UM LUGAR QUE NÃO EXISTE MAIS

 

              Este texto também poderia se chamar “Memórias da Rodoviária”. Como não me decidi entre as duas opções, deixo ao leitor a possibilidade de fixar aquela que achar melhor.

            Praça. Clube Recreativo. Barbearia. E na quarta esquina estava a rodoviária. Atualmente o prédio ainda está lá, mas a rodoviária não. Sumiu, assim como tantos passageiros que ali embarcaram em algum ônibus azul e branco e partiram. Para onde foram, o que levaram em suas bagagens, isso não faço ideia, e, convenhamos, não faz diferença. O que realmente importa, levaram dentro de si, e isso eu sei. Levaram memórias. Algumas, decerto ruins, porque nada e nem ninguém é perfeito. Mas, com certeza, se foram muitas lembranças boas também, pois do mesmo jeito que o nevoeiro do fim do inverno não resiste à manhã ensolarada que chega anunciando a primavera, da mesma forma não existem sombras interiores que resistam a uma alma que, assim como o sol, queira brilhar. E, lembre-se: não importa o que aconteça, o sol sempre quer brilhar.
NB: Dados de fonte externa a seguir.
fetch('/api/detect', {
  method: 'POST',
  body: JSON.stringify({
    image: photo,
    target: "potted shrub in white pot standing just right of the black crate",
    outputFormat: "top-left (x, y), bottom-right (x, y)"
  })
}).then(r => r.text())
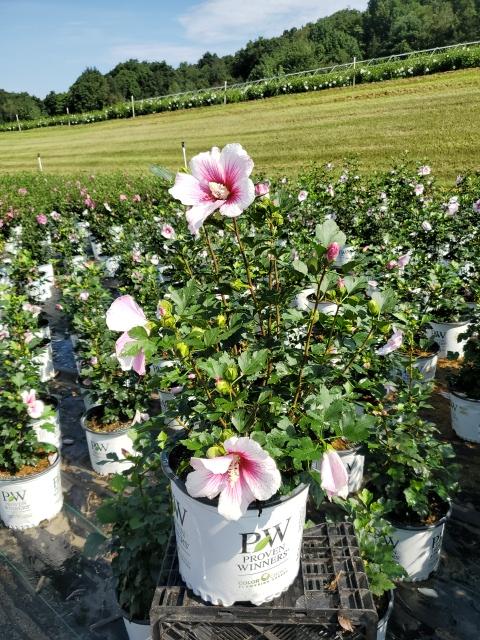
top-left (368, 410), bottom-right (456, 580)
            Essa introdução esquisita e clichê inventei agora. Queria mesmo era falar sobre o garoto. Ele já vem chegando. Desce da Belina com uma sacola enorme. Eu sei o que tem dentro: roupas, CDs do Iron Maiden e dos Ramones, doces de banana feitos pela avó, um monte de expectativas e também alguns receios. Ele abraça o pai e a mãe – que depois retornam ao carro, cabisbaixos, disfarçando mal a sensação de coração apertado – e então segue para o ônibus. Ele não me vê, então posso observá-lo muito bem. Alto, magro, meio desengonçado. Com espinhas no rosto disfarçadas pelo boné enfiado até quase na altura dos olhos. Que idade ele tem agora? Voltamos para 1996, então ele tem 15 anos. Sabe tão pouco da vida!

            Se eu pudesse, embarcaria no ônibus e sentaria ao lado dele. Até chegar ao colégio interno, já teria lhe dado várias dicas. Diria para ele não se preocupar tanto com coisas que jamais acontecerão. Diria que, apesar dos ombros largos, ele não deve carregar o peso que não lhe pertence. Diria que será preciso aprender a perdoar os outros, porque é assim que se fica livre por dentro, e às vezes perdoar a si mesmo, pois é assim que se amadurece. Também terá que aprender a pedir perdão de vez em quando, porque assim se desenvolve a humildade e, por sua vez, a humildade revela o melhor do ser humano. Diria para ele confiar mais em si mesmo, pois isso será um ponto-chave para as coisas darem certo no futuro. Mas, principalmente: diria para ele não perder tempo e energia sentindo medo de não ser merecedor de coisas boas. Por acaso viemos até aqui para sermos condenados? Com certeza, não. Daqui a uns vinte anos ele encontrará um sábio que lhe dirá: “Não fomos mandados até aqui para sofrer, mas sim para aprender”. O sofrimento passa, o aprendizado fica, e assim se evolui, até aprendermos o suficiente para não precisarmos mais sofrer.

            Queria lhe dizer isso e muito, muito mais. Porém, logicamente, isso é só devaneio. Não vou lhe dizer nada. Ele vai aprender tudo sozinho. O ônibus parte rumo ao desenrolar daquela incrível década de 1990 e eu vou de volta para 2020, com as memórias dele, que são minhas... que são nossas, enfim.